L’assureur, demandeur au pourvoi n’avait pas excipé d’un défaut de réponse aux conclusions, mais d’un défaut de base légale au regard de l’article L. 242-1 du Code des assurances en raison de l’absence d’explication de la cour d’appel sur l’application de la TVA.
La haute juridiction statuant dans les limites du moyen qui lui était présenté a censuré la cour de Montpellier pour n’avoir pas recherché « comme il lui était demandé » si le bénéficiaire ne récupérait pas la TVA.
Bien que ne s’inscrivant pas strictement dans le cadre des règles ci-dessus énoncées (no 4) la décision de la Cour de cassation est bien conforme à l’état du droit positif en la matière et emporte notre entière approbation.
II. POINT DE DÉPART DE LA MAJORATION DES INTÉRÊTS AU DOUBLE DU TAUX LÉGAL
5. La loi (L. 242-1 du Code des assurances) est muette sur le point de départ du calcul des intérêts constituant l’indemnité complémentaire constituée par une somme égale au double du taux légal d’intérêt sur l’indemnité principale destinée à la réparation des dommages matériels.
a. Engagement préalable des travaux de réparation (non)
On s’est d’abord posé la question de savoir si le bénéficiaire de l’indemnité pouvait requérir le paiement de l’intérêt au double du taux légal avant d’avoir engagé les dépenses nécessaires à la réparation des dommages.
La doctrine et la jurisprudence étaient incertaines à cet égard.
La jurisprudence est néanmoins fixée depuis un arrêt du 12 février 2002 qui énonce que la majoration de plein droit des intérêts produits par l’indemnité d’assurance sanctionnant un non-respect, par l’assureur de l’un des deux délais prévus aux alinéas 3 et 4 de l’article L. 242-1 du Code des assurances, en application du 5e alinéa de ce texte, n’est pas subordonnée à l’engagement préalable par l’assuré des dépenses nécessaires à la réparation des dommages (Cass. 1re civ., 12 février 2002, no 98-23000, Bull. civ. I, no 48, RDI 2002, p. 303, obs. G. Durry). Solution rappelée par un arrêt du 6 octobre 2004 (Cass. 3e civ., 6 octobre 2004, no 03-14566, Bull. civ. III, no 164, RGDA 2004, P. 1037, note J.-P. Karila) et depuis constante (Cass. 3e civ., 21 juin 2006, no 05-19281 ; Cass. 3e civ., 10 octobre 2006, no 05-210947 ; Cass. 3e civ., 25 mai 2011, no 10-18781, Constr. et urba. 2011, comm. 114, par M.-L. Pagés-de Varenne).
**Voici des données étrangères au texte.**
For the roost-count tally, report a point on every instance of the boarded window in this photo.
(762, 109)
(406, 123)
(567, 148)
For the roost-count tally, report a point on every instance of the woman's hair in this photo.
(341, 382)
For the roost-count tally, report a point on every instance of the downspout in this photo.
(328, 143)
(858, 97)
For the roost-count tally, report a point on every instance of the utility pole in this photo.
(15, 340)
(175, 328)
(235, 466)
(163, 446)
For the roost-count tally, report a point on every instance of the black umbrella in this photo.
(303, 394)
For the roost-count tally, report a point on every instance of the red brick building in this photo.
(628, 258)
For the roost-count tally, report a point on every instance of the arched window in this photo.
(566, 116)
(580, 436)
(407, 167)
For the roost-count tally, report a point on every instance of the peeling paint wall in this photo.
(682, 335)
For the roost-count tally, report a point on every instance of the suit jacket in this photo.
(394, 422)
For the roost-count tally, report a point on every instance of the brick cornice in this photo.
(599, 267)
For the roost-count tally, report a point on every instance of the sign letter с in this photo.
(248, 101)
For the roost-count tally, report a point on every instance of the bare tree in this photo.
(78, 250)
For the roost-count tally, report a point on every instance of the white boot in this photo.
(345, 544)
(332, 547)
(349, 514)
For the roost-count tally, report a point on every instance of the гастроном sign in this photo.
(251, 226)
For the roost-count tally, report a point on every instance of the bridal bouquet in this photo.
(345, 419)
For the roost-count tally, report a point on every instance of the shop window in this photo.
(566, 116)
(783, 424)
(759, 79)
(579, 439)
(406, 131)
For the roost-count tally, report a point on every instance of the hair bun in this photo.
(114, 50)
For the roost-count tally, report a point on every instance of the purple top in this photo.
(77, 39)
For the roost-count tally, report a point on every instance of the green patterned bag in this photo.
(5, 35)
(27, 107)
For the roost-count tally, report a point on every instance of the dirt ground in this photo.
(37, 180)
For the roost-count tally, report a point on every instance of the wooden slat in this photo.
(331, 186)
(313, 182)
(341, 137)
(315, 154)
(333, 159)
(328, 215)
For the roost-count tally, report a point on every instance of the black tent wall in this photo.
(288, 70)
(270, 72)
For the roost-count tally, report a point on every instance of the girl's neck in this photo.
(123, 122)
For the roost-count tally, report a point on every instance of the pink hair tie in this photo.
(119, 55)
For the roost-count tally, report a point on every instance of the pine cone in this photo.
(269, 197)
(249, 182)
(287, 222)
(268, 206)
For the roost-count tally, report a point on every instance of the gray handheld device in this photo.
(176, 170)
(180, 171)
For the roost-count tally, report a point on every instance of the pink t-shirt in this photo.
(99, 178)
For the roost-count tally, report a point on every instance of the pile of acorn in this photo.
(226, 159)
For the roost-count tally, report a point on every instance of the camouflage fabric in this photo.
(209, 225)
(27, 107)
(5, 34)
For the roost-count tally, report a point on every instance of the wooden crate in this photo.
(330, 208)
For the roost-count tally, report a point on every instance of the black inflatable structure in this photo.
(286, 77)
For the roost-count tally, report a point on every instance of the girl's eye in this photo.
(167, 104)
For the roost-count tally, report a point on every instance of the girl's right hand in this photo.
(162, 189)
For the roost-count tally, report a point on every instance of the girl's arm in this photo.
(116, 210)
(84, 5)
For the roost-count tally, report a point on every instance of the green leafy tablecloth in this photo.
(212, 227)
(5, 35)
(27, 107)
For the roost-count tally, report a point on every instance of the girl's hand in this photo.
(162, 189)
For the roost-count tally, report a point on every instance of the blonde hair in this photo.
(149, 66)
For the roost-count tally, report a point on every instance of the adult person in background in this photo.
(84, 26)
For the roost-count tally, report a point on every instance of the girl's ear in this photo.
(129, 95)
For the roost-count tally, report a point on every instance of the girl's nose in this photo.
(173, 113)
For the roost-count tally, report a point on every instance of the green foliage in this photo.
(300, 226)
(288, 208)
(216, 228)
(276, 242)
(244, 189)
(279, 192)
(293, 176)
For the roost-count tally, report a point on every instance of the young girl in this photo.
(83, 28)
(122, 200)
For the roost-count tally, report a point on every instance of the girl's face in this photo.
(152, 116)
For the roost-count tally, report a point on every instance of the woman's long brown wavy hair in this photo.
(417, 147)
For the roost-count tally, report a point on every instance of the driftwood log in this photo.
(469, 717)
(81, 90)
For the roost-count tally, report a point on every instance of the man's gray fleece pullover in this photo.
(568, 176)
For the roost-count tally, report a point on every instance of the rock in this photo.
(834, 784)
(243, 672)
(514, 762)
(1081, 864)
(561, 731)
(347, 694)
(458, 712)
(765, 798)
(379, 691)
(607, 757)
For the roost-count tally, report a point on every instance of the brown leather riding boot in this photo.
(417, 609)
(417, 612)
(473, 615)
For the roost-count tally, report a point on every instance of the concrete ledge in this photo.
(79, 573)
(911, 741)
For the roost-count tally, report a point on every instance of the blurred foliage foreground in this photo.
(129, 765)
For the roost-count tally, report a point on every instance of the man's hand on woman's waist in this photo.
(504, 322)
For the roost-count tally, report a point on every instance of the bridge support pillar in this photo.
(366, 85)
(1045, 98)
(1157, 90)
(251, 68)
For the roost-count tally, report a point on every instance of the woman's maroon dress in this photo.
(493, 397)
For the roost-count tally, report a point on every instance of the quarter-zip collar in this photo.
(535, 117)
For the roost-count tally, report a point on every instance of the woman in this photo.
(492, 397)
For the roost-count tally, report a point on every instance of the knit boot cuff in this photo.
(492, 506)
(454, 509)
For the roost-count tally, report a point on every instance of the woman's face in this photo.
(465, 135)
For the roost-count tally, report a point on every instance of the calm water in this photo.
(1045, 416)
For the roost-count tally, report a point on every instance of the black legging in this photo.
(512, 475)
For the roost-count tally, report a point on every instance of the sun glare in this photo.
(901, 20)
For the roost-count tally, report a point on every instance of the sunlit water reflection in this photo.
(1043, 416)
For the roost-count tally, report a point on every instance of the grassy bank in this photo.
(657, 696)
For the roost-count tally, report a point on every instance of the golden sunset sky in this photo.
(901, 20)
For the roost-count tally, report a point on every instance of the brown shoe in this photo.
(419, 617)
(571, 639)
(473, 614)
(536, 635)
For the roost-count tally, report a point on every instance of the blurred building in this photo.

b. Mise en demeure de payer (oui)
6. Le paiement de l’indemnité complémentaire constituée par le doublement de l’intérêt légal est-il subordonné, conformément au droit commun, s’agissant d’intérêts moratoires, à la délivrance d’une mise en demeure
Sur ce point la jurisprudence est également fixée depuis l’arrêt précité du 25 mai 2011 de la haute juridiction.
L’arrêt rapporté est conforme au principe ci-dessus évoqué en ce qu’il a, à juste titre, censuré l’arrêt de référé de la cour de Montpellier pour défaut de base légale au regard de l’article L. 242-1 du Code des assurances et de l’article 1153 du Code civil pour avoir fixé le point de départ des intérêts au double du taux légal au jour de la carence de l’assureur.
Sur ce point également l’arrêt emporte notre entière approbation.
On rappellera ici que l’assureur dommages ouvrage ne peut prétendre recouvrer sur les constructeurs responsables et les assureurs de responsabilité l’indemnité compensatrice constituée par la majoration des intérêts au double du taux légal.
La Cour de cassation dans un arrêt du 8 juin 2005 a cassé un arrêt d’une cour d’appel qui avait condamné in solidum l’assureur dommages ouvrage avec l’architecte et l’assureur de responsabilité de celui-ci (Cass. 3e civ., 8 juin 2005, no 03-20922, Bull. civ. III, no 123) pour violation de l’article L. 242-1 du Code des assurances, et ce en raison de ce que « seul l’assureur Dommages-ouvrage doit être condamné à supporter cette majoration ».